A contrasting view is a double-source view of motivation. Duns Scotus accepts from Anselm that there are two basic affections of the will, what Anselm calls “the affection for advantage,” and the “affection for justice.” The affection for advantage is an inclination towards our own happiness and perfection. The affection for justice is directed towards what is good in itself, regardless of its relation to us. Aristotle’s account of motivation has nothing corresponding to the affection for justice; we do everything that we do for the sake of our own happiness, even if we do not represent this to ourselves as such. Since, for Scotus, we have both affections, we face the question of how to rank them. He is not proposing that there is anything wrong with the affection for advantage. Even in heaven, we will have both affections. The affection for advantage is only wrong when it is ranked improperly. The affection for justice moderates the affection for advantage.
We can show how these can come apart counterfactually. If God were to require us, which fortunately God does not, to sacrifice even our own salvation for the sake of God’s glory, then we should be willing to do so.
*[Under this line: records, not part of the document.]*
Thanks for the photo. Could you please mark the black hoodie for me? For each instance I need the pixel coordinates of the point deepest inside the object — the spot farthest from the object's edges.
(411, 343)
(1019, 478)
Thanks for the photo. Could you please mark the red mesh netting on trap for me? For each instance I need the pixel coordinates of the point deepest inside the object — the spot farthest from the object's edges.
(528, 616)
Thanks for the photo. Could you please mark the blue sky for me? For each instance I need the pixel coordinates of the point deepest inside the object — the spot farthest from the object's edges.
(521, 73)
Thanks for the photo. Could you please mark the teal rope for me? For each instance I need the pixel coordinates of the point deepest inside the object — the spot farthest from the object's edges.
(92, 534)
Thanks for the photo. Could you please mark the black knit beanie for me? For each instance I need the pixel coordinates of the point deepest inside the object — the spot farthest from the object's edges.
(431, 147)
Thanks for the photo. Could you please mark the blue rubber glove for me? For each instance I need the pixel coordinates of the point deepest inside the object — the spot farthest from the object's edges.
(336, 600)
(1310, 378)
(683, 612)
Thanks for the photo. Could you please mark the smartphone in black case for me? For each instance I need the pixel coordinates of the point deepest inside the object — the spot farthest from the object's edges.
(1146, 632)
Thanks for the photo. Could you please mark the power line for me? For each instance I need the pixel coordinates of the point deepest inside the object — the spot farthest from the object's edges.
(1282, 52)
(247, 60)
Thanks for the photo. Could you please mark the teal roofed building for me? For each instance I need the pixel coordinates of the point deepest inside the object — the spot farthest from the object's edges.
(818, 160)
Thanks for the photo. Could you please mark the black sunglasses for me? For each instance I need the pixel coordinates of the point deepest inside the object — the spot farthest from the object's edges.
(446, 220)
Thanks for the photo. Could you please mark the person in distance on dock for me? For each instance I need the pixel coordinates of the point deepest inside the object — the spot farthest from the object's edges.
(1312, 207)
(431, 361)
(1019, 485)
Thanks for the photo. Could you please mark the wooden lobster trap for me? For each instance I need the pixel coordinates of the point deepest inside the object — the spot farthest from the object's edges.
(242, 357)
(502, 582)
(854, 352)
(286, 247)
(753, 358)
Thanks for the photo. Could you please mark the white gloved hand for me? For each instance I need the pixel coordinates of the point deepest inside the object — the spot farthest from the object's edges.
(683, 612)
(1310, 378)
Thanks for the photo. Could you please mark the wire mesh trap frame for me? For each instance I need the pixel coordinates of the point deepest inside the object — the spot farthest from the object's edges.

Hare says this thought requires a certain view about God’s election: God is not required by necessity to elect all human beings for salvation. [I’m skeptical those two concepts are connected in the way Hare pushes.]It’s a view common to Aquinas and Calvin that God not only can but does elect some for union with God (predestination), and some for separation (reprobation). [Like Hare said earlier, nearly every claim about Aquinas can be questioned.] But all that is needed for the thought experiment is that God can, not that God does. Such radical obedience repeats a pattern of thought that can be found in Moses, who says that he is willing to be blotted out of the book of life, and Paul, who says that he is willing to become a curse. Jesus too accepts separation from his Father as the price for saving his people, which was the declared motivation of both Moses and Paul. [Unclear the separation between Jesus and his Father was ontological.]
Scotus distinguishes three kinds of love we can have for God: love for God independently of any relation to us, love of union with God, and love of the satisfaction we get from that union. Lucifer started from the second of these, which is indeed something good in itself though self-indexed, and came to love it inordinately as his own advantage. We humans are now born with this wrongful ranking of the affection for advantage, and it can be reversed only by God’s assistance.
Scotus draws a connection between the two affections and freedom of the will. It is interesting Aristotle held neither a doctrine of the affection for justice in Scotus’s sense nor a doctrine of freedom of the will (though Hare admits this claim is open to doubt, as Anthony Kenny, for example, would dispute it). Scotus reports Anselm’s thought experiment of an angel who has the affection for advantage but not the affection for justice. The angel couldn’t be held accountable. It’s the affection for justice that’s needed for the liberty innate to the will.
Scotus says that neither of the affections is the rule for the other, but it’s the divine will that’s the superior rule that binds the affection for justice to moderate the affection for advantage. On the other hand, the moral goodness of the act consists mainly in its conformity with right reason, which dictates fully just how all the circumstances should be that surround the act. By “right reason” he means to include our right reason, and it is tempting to conclude from this and similar passages that Scotus is saying divine command is not necessary for the moral goodness of an act, and that therefore Scotus is not a divine command theorist at all. But remember the distinction between value and obligation. Goodness is possessed by anything that takes us to our end [notice Hare’s operative conception of goodness there; I’d put that point differently], but God has discretion over which route to this end, and so which good things to require. Only what God commands has the authority of obligation.
A second distinction is between our knowledge of moral goodness or obligation and our knowledge of what makes them good or obligatory. It’s possible that what makes something good or obligatory is some relation to God (different in the two cases), but that we can know by right reason that the thing is good or obligatory without knowing this relation. On some version of the doctrine of general revelation, God can reveal that some route to our end is required of us without our knowing that it is God who requires it.
A third distinction is between harmony or fittingness with nature and implication from nature. If God does command what fits our end, we can expect to see a harmony between this route and our end (or our nature in the sense of our end). We can expect to be able to tell a story about how, for example, we tend to flourish when we honor our parents, and refrain from murder, adultery, theft, lying, and coveting. But Scotus insists that what we see here is a harmony, or a beauty, or a fittingness, and not an implication from our nature. When we put these three distinctions together, it is plausible to say that he thinks it is God’s command that makes something morally obligatory.